- Born: c. 750 AD Ireland
- Died: c. 825 Iona
- Venerated in: Eastern Orthodox Church Roman Catholic Church

= Blathmac =

8th century Irish monk and saint

Saint Blathmac (Blathmacus, Florentius) was a distinguished Irish monk, born in Ireland about 750 AD. He is known as "Blathmac, son of Flann", to distinguish him from the poet and monk Blathmac mac Con Brettan.

He was killed and became a martyr in Iona, about 825. His biography was written by Strabo, the Benedictine Abbot of Reichenau (824–849), and thus the story of his martyrdom has been handed down.

== Early life ==
Blathmac, the scion of a noble family, early showed a religious turn of mind. Strabo describes him as a warrior prince, and "a future king of his people" who gave up his patrimony to enter religious life. His name was Latinized Florentius (from the Irish word bláth meaning "flower").

== Career ==
He became the abbot of an Irish monastery, and in 824 left to join the community of monks at Iona which traced itself to Columba.

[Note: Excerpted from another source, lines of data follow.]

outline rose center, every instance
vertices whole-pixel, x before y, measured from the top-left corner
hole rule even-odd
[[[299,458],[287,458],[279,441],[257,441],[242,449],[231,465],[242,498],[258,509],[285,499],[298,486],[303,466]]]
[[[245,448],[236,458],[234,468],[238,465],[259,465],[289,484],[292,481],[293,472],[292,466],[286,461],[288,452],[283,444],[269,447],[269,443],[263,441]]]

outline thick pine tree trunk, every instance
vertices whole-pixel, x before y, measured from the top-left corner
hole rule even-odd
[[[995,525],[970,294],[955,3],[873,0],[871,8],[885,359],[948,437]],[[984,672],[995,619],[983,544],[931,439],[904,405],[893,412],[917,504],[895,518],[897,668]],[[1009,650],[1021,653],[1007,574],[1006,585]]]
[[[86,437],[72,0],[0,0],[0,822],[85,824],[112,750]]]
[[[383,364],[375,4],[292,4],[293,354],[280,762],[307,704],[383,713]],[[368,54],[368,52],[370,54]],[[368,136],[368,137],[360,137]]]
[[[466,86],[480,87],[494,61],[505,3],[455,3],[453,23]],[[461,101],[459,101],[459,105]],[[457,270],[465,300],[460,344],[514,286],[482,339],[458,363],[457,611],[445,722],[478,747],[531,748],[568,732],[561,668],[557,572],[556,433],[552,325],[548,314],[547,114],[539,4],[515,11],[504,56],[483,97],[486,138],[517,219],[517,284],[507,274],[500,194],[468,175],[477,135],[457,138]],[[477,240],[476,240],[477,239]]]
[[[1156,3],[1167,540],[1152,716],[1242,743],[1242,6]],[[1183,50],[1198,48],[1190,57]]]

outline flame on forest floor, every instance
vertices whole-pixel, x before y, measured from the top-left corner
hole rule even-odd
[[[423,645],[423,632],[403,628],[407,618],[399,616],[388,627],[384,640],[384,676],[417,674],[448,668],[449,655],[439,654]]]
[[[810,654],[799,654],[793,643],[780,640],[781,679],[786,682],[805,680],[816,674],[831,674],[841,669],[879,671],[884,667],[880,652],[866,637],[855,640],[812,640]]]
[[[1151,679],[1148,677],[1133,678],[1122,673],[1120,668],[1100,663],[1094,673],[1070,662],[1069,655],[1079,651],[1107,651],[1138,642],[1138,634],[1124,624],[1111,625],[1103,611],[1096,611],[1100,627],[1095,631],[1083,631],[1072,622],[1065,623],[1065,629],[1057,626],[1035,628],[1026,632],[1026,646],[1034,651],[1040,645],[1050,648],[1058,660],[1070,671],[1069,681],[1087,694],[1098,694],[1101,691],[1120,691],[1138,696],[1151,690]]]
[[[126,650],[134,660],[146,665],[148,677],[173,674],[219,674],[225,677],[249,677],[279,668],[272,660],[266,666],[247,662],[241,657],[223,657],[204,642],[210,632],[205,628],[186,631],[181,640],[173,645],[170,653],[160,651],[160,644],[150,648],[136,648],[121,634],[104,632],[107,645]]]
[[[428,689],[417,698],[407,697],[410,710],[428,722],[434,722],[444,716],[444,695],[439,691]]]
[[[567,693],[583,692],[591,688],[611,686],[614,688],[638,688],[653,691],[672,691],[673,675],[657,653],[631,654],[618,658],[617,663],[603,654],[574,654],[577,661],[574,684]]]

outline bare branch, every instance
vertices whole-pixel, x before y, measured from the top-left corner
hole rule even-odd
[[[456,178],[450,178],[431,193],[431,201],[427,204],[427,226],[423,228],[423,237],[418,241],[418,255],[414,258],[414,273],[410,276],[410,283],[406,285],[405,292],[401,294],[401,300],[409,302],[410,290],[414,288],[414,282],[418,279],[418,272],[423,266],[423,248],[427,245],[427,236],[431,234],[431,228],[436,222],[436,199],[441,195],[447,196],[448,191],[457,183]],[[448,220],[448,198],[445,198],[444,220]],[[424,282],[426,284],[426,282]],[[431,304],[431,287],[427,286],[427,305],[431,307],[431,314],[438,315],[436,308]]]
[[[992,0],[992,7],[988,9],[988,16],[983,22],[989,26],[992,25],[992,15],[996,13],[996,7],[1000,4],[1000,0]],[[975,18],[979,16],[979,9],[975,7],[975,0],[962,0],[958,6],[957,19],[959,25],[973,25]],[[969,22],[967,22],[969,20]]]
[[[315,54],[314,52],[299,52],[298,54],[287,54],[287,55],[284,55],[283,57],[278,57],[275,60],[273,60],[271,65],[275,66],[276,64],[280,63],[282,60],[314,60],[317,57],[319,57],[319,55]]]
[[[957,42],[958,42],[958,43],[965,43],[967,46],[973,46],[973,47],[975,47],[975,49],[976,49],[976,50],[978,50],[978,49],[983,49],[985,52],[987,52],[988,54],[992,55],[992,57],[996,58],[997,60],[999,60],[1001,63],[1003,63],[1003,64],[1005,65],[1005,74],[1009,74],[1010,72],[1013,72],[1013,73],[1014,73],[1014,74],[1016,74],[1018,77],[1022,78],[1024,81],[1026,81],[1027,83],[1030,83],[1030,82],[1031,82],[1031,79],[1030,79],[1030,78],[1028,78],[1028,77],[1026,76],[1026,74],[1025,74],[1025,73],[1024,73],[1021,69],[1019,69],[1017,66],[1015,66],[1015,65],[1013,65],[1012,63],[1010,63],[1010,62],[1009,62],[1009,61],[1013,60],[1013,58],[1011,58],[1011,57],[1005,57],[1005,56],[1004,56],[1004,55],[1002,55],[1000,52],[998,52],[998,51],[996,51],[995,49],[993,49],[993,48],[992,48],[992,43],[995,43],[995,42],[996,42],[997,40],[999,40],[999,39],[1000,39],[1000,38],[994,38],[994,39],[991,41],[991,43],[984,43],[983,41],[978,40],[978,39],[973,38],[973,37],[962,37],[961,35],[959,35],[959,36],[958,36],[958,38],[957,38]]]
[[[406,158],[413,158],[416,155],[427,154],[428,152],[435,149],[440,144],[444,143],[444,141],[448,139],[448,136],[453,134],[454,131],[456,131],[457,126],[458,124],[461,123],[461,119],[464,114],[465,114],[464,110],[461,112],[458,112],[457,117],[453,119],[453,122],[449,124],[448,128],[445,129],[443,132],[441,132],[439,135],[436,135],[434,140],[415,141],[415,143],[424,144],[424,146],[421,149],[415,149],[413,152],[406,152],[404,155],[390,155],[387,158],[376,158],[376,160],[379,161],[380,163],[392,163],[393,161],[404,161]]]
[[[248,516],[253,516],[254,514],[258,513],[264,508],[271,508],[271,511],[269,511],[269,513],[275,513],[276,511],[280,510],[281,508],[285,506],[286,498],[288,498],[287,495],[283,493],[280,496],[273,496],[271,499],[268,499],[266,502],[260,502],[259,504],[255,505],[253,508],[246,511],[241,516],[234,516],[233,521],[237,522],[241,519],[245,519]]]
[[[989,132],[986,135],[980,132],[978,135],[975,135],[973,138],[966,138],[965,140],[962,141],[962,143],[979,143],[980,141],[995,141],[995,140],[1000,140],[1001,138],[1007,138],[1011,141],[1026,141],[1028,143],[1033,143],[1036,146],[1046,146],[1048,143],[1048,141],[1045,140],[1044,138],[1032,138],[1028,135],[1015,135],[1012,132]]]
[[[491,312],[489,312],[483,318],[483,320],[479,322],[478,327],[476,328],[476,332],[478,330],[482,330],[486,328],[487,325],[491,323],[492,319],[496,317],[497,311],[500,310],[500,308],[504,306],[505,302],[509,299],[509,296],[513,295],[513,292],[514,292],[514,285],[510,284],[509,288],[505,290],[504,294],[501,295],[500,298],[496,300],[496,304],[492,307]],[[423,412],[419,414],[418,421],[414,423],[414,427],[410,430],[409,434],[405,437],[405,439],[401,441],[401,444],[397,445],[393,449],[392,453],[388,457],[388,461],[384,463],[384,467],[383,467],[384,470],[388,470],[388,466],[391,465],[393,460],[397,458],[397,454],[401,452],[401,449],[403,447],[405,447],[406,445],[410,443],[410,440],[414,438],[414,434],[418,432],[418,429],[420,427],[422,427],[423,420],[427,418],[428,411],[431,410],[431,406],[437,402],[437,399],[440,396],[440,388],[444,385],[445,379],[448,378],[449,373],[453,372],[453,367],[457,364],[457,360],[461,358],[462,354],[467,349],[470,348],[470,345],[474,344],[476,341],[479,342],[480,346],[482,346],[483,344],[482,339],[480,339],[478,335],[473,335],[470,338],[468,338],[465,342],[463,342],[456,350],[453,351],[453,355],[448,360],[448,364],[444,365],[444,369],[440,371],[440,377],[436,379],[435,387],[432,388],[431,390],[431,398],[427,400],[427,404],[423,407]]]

He was serving as prior or acting abbot in the absence of Diarmait of Iona, who had taken most of the community to Kells for safety. Anticipating yet another viking raid, Blathmac had what remained of the relics of Columba hidden.
Not long afterwards the Danes ravaged the island. One morning, as he was offering mass, the Scandinavian rovers entered the monastic church. Blathmac refused to point out the relics or the Brecbannoch of St Columba, which were the object of plunder. In retaliation he was hacked to pieces on the altar steps.

His body was afterwards reverently interred at the scene. Miracles are claimed to have been wrought through his intercession. The date of his death is given by the "Annals of Ulster" as 825, although Mabillon places it thirty-six years earlier.